Lew and Eliot had saved him, had cushioned his thirty-story fall enough so that it didn’t kill him. But he’d crashed into the side of the building on the way down, collapsed to the concrete below with too much force, even with Eliot breaking the fall. Eliot had been strong enough only to slow him down and catch himself, not stop them both.

Sam looked tiny lying on the bulky hospital bed, connected to what seemed like a million tubes and wires. A monitor clipped to his finger, IV tubes taped to his arms, oxygen tubes in his nose, sheets piled in messy folds around him. A plastic neck brace immobilized him, and his face was covered in cuts and bruises, swollen and purple. His left arm and leg were broken, his pelvis had cracked, his ribs had broken. His spine had survived, he wasn’t paralyzed, but several vertebrae in his neck had cracked, and once he was more healed he would need surgery to repair them. He’d arrived at the emergency room with a head injury, a cracked skull, and excess fluid in his brain, but he’d gotten there quickly enough that doctors had been able to mitigate the worst of the damage. They hoped.

Sam would get better. Everyone said so. But it would take awhile. Anna gave a heavy sigh. She’d been holding an unconscious breath. This could have been any of them. Thinking about that made her numb.

“Can I touch him?” she asked, and Mrs. Stowe nodded. Anna lightly brushed Sam’s hand, squeezing his fingers. Maybe it would help. His skin felt cooler than she expected.

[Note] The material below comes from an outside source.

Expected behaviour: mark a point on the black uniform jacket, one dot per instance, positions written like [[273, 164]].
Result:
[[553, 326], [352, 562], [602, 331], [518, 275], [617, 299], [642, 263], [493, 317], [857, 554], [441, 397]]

“Mr. Stowe, Mrs. Stowe, I have some information that I think you need to hear,” Celia said in her steady, calming voice. “Do you have a minute?” They did, they agreed. Would here be all right? They liked to be here for the moments Sam woke up.

“Mr. Stowe—”

“Call me George, please.”

“All right. Your father is Gerald Stowe, yes? Do you remember him ever talking about a job he had when he was young, at Leyden Laboratories?”

“No—he had a lot of jobs when he was young. Kept bouncing around, you know?”

“This was a lab owned by my grandfather. The scientist in charge was Simon Sito, the Destructor, and there was an accident. A kind of radiation that affected everyone who was there, including my grandfather. Over the years we’ve found that the children of those affected have about a forty percent chance of displaying some kind of superhuman

ability. I know you were probably asking yourself why this happened to Sam. Well, there’s a reason for it. I bear some of the responsibility for this, I’m afraid. I’ve been tracking the families descended from those who were in the lab. Indirectly, I’ve been encouraging some of them to use their powers. Including Sam. Including my own children.”

“Wait, what?” George Stowe furrowed his brow, baffled. “But I never—”

“No, but your nephew is Justin Raylen, yes? Breezeway? And you might ask your younger sister how much she really knows about Earth Mother.”

“Margaret?” he exclaimed. “Margaret is Earth Mother?”

Celia put a finger over her lips. “You should probably keep that quiet, since she never went public. I’m trusting you with this information, George, because of Sam. You deserve to know. But it’s not for public consumption. You understand, yes?” The Stowes nodded emphatically. “Also, all Sam’s medical bills will be paid for. It’s coming out of the Compensation Fund for Extraordinary Damages, the trust my mother established. Your family won’t have any financial concerns, if that’s all right with you.”

“Yes. Thank you, yes.”

Sam’s fingers twitched under Anna’s hand. His eyes were open, and he managed a smile with his swollen lips.

“Hey,” she said. “How are you?” What a stupid question.

“Crappy,” he murmured, his voice barely a scratch. “We won?”

“Yeah. But this … this sucks.” She blinked fast to keep the tears back.